By Andrew Willis
Astral Media Inc. (OTC:AAIAF) makes no secret of its interest in acquiring the specialty television arm of CanWest Global Communications Corp. (OTC:CWGVF) if the lucrative, 18-channel network comes up for sale.
While rivals downplay their desire to pick up pieces of troubled CanWest, Astral chief executive officer Ian Greenberg said in a recent conference call with analysts that if the division was to “become available, it certainly is of interest to us. They certainly strategically fit into our plans.”
While Astral, which owns 20 specialty TV channels and 82 radio stations, would take a run at CanWest specialty offerings that include History Television and Showcase, sources say Mr. Greenberg woudl steer clear of CanWest’s money-losing conventional TV network, Global.
Astral contemplates selling shares and borrowing from banks to pay for the CanWest specialty TV unit, Mr. Greenberg said during his latest quarterly earnings call. CanWest bought most of the division in 2007 as part of its $2.1 billion takeover of Alliance Atlantis Communications. Astral’s CEO said any deal would be funded with “some combination of equity and debt. And that's the kind of modeling we do continuously and we will continue to do.”
Mr.
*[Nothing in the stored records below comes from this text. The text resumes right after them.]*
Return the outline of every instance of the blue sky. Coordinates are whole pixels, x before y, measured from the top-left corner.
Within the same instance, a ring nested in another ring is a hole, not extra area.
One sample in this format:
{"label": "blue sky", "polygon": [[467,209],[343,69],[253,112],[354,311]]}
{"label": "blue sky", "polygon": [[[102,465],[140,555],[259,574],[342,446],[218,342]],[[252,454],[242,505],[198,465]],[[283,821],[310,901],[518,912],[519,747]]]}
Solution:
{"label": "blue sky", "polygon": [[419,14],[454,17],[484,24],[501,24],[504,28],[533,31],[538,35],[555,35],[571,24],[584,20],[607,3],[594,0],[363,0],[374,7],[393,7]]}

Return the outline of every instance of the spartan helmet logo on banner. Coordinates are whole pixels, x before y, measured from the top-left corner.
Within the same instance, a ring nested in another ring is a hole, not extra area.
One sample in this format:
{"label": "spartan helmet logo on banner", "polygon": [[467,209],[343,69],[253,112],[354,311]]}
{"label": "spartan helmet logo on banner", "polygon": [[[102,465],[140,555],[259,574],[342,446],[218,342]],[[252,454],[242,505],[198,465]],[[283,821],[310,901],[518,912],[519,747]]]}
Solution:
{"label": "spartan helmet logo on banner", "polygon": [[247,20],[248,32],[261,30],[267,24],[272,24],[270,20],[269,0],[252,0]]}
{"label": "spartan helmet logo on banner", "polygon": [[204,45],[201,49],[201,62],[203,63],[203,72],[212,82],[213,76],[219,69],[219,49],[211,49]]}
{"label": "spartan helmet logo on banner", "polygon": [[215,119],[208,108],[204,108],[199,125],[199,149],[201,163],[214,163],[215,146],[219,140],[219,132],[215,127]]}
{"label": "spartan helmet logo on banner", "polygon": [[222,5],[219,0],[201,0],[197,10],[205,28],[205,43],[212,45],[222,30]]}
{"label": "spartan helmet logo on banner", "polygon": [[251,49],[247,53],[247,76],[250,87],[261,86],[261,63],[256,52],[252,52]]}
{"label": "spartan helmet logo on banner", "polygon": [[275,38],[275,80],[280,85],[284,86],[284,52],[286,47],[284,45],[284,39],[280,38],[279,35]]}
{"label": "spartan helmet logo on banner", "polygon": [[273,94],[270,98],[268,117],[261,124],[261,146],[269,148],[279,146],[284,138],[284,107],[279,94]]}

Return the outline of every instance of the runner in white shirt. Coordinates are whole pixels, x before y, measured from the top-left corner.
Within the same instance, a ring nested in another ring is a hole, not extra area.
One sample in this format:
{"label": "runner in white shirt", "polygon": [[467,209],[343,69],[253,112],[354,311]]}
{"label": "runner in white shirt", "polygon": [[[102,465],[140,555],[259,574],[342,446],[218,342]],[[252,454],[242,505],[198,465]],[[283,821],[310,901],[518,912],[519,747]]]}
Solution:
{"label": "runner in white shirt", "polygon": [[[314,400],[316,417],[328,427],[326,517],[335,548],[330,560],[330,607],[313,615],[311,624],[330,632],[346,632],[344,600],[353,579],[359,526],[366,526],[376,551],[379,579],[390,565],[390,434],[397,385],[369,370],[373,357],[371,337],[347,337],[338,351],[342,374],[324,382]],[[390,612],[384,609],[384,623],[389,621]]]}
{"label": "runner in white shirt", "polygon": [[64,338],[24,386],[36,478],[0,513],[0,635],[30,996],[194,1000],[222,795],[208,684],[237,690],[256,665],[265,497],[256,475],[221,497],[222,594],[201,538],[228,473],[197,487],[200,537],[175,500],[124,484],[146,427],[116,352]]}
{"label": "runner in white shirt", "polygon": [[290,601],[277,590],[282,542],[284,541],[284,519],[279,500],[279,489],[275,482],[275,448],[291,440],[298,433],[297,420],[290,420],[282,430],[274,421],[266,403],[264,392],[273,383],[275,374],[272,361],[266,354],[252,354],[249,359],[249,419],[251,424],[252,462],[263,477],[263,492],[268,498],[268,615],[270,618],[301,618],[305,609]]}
Greenberg could not predict when, if ever, these channels will come up for sale, and said: “I think there will have to be negotiations with the bondholders and Goldman Sachs (NYSE:GS) in order for those assets to become available.”
Astral has advantages over potential bids from broadcasting rivals, with a strong balance sheet and room to expand its programming without running up against regulatory restrictions.
In contrast, Corus Entertainment Inc. (CJR) CEO John Cassaday has said in the past that his company would only be interested in a handful of CanWest channels. CTVglobemedia, which owns the Globe and Mail, would likely face regulatory resistance to expanding its TV holdings.
And while Rogers Communications Inc. (NYSE:RCI) would certainly kick tires, sources at the company confirm the obvious: The priority for CEO Nadir Mohamed is expanding wireless and cable operations.